Let Me In Review

Based on the 2008 Swedish film Let the Right One In (itself an adaptation of the novel of the same name by Swedish writer John Ajvide Lindqvist), Let Me In hits UK cinemas following a well-received critical (if not audience) reception in the US.

The original Swedish setting is transposed to Los Alamos, New Mexico, where a young boy named Owen (The Road’s Kodi Smit-McPhee) is living an unhappy existence with his perpetually inebriated mother, whilst having to contend with some vicious bullying in school. His fortunes change when a young girl (Chloë Moretz) moves into the apartment next door with a mysterious parental figure. Owen soon learns that the girl is a long-time member of the undead but the two children manage to strike up a friendship regardless of this, which soon develops into a much-needed support system for both.

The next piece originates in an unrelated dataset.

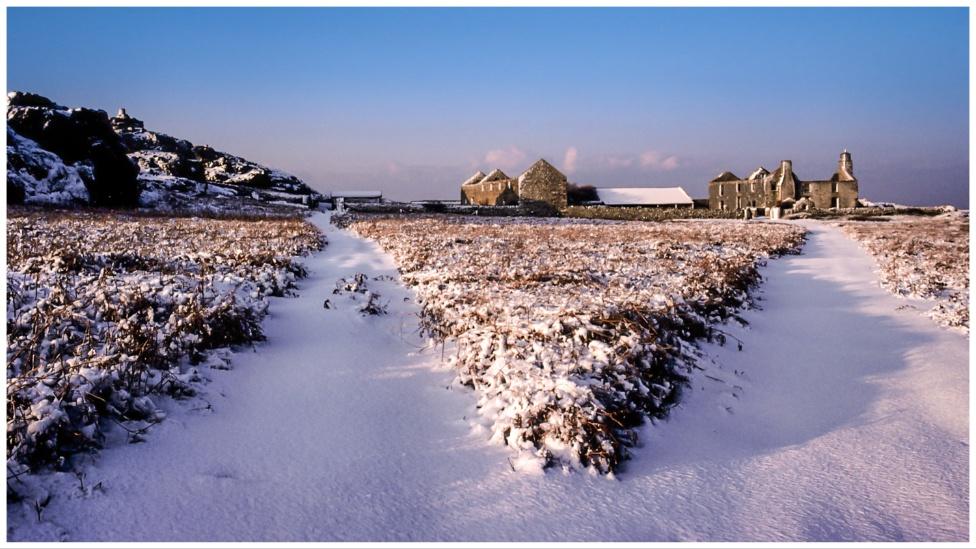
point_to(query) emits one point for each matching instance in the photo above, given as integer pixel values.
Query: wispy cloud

US Remakes of foreign film in the past have usually fallen into two camps. Either something gets lost in translation, alienating the intended audience and sullying the memories of the original, or the makers show too much reverence to the original material, failing to bring something new to the story. Let Me In successfully avoids the first trap but unfortunately falls too much into the latter.

This isn’t to say that the remake isn’t without its plus points. It’s a well-made film with some nicely judged performances and a strong sense of time and place. Director Matt Reeves also proves he can bring it down a notch after his bigger, bombastic monster feature Cloverfield, and he even manages to exorcise a couple of scenes and characters from the original which added an unnecessary  comedic atmosphere (the GC-heavy, slap stick-like cat attack sequence is thankfully absent here.)

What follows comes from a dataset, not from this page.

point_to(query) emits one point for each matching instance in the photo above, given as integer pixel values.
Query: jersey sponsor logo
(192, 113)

The nagging feeling for the most part however, is that Reeves is content with replicating many of the original film’s iconic shots and scenes (the end sequence at the swimming pool offers nothing new at all, and is a inferior facsimile of the first film). The snowy Swedish landscape is even recreated here which is particularly jarring, given the location and setting. Even a new added prologue (which successfully offers an unsettling and fearful glance at a later moment in the narrative) isn’t enough to dispel a frustrating sense of deja vu. The gender ambiguity of Moretz’s character is barely touched up here either, and by casting such an obviously pretty young girl (although through no fault of the actress, who is very good here) much of the mystery and intrigue of the original is lost.

An interesting comparison piece with the original, Let Me in doesn’t do enough to truly work as a stand-alone and unique remake.